Earlier today and in the wake of the fraudulent renewable fuel credit (known as “RINs”) scandal that has shaken both the renewable fuel and petroleum industries, the Environmental Protection Agency (EPA) released a number of amendments to the Renewable Fuel Standard (RFS). The RFS requires gasoline and diesel refiners, blenders and importers to purchase RINs representing volumes of renewable fuel to offset the production of petroleum-based transportation fuel. Over the past year, EPA has fined gasoline and diesel fuel refiners and importers millions of dollars for using RINs that were fraudulently generated by companies that did not actually produce any renewable fuel. EPA also required refiners and importers that used invalid RINs to replace them with new valid RINs, costing the refined products industry more than $200 million.  

In response to the industry pushback to EPA’s enforcement of this issue, EPA has proposed: (1) a voluntary quality assurance program for verifying the validity of RINs under the RFS that would provide for an affirmative defense for those that purchase invalid RINs; (2) modifications to the exporter provisions of the RFS program to ensure that an appropriate number and type of RINs are retired whenever renewable fuel is exported; and (3) new regulatory provisions to address RINs that become invalid downstream of a renewable fuel producer. Finally, EPA is issuing a second interim enforcement policy to address invalid RINs that have already been generated and may be currently trading in the market.  

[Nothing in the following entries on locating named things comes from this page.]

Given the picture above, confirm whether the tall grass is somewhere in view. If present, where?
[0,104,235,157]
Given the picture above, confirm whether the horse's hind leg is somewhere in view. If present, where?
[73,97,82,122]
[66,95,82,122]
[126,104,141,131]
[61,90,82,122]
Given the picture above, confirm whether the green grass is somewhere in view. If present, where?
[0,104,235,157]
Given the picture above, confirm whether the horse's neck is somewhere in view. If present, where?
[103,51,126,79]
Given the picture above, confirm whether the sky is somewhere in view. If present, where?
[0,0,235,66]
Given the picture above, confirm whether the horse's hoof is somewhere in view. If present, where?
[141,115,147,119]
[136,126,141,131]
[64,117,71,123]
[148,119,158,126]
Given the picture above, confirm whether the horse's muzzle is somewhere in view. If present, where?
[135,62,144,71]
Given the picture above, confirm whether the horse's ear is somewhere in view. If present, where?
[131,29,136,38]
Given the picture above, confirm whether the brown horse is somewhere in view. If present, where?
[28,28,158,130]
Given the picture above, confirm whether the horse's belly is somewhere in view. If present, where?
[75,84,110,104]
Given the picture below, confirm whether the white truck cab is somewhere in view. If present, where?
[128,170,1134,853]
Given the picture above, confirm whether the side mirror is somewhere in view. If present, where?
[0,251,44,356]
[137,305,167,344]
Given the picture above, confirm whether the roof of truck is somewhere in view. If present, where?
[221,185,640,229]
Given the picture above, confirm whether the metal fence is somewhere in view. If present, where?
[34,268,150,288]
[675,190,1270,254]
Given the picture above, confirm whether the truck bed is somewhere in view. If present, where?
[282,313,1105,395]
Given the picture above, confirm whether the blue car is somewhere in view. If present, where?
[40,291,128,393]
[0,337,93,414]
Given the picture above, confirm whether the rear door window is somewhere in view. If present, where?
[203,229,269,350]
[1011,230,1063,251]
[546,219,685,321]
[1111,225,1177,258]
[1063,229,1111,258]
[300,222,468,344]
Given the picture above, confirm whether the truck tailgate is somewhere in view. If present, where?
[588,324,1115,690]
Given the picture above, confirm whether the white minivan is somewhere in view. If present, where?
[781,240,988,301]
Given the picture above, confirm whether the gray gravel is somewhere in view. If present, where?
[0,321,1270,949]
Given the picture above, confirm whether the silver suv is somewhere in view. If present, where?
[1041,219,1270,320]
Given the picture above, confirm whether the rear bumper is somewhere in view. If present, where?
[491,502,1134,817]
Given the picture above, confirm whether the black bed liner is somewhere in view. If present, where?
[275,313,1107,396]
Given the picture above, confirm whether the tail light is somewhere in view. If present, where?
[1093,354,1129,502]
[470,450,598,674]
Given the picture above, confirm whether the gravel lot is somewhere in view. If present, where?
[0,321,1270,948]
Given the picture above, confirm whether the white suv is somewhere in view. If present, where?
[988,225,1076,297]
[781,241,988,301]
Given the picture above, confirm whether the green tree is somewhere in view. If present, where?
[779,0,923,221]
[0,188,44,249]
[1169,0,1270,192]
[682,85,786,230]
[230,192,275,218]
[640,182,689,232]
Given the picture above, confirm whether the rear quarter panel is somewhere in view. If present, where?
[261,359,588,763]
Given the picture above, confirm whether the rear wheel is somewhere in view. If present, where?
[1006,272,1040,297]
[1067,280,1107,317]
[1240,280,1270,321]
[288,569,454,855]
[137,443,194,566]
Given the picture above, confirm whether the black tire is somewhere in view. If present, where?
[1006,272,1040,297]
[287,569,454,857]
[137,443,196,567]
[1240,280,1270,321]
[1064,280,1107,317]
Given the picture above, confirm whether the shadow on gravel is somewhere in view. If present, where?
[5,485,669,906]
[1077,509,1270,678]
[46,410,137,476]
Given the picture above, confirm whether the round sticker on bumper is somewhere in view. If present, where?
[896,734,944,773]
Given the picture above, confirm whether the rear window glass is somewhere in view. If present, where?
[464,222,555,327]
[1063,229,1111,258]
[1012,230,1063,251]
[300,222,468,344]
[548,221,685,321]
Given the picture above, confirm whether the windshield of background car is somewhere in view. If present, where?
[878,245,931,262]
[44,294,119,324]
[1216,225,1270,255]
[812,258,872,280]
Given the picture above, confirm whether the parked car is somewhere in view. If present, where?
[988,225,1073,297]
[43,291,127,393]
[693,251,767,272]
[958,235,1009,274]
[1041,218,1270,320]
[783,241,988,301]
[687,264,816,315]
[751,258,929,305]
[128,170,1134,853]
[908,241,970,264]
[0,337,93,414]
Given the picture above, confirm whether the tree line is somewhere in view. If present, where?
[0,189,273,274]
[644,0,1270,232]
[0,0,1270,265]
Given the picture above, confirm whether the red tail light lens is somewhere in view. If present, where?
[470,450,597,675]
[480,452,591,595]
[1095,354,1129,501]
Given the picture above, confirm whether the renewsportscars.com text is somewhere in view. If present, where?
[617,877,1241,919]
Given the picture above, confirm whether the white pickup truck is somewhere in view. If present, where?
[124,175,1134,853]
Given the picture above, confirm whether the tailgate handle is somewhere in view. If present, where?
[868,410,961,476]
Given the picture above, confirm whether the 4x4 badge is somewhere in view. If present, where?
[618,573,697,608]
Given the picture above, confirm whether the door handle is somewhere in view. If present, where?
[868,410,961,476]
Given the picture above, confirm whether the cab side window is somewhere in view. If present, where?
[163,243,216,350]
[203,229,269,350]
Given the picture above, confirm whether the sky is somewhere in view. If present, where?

Arguably the most important part of this rulemaking is the quality assurance program whereby third-party auditors would verify renewable fuel producers’ compliance with RIN-generation procedures. Companies that purchase or retire RINs from producers that voluntarily elect to participate in the quality assurance program would benefit from an affirmative defense mechanism that would allow the company, other than the generator of an invalid RIN, to avoid civil liability for the transfer or use of invalid RINs for purposes of fulfilling RFS obligations. This mechanism would have no effect on any party’s potential criminal liability. The program would also create three new types of RINs: (1) RINs verified by a third-party auditor, who would be responsible for replacing the RINs in the event that they were invalidity generated; (2) RINs verified by a third-party auditor, where the refiner and importer of gasoline diesel that retired the RIN would remain liable for RIN replacement; and (3) unverified RINs, where the refiner and importer of gasoline and diesel that retired the RIN would remain liable for replacement.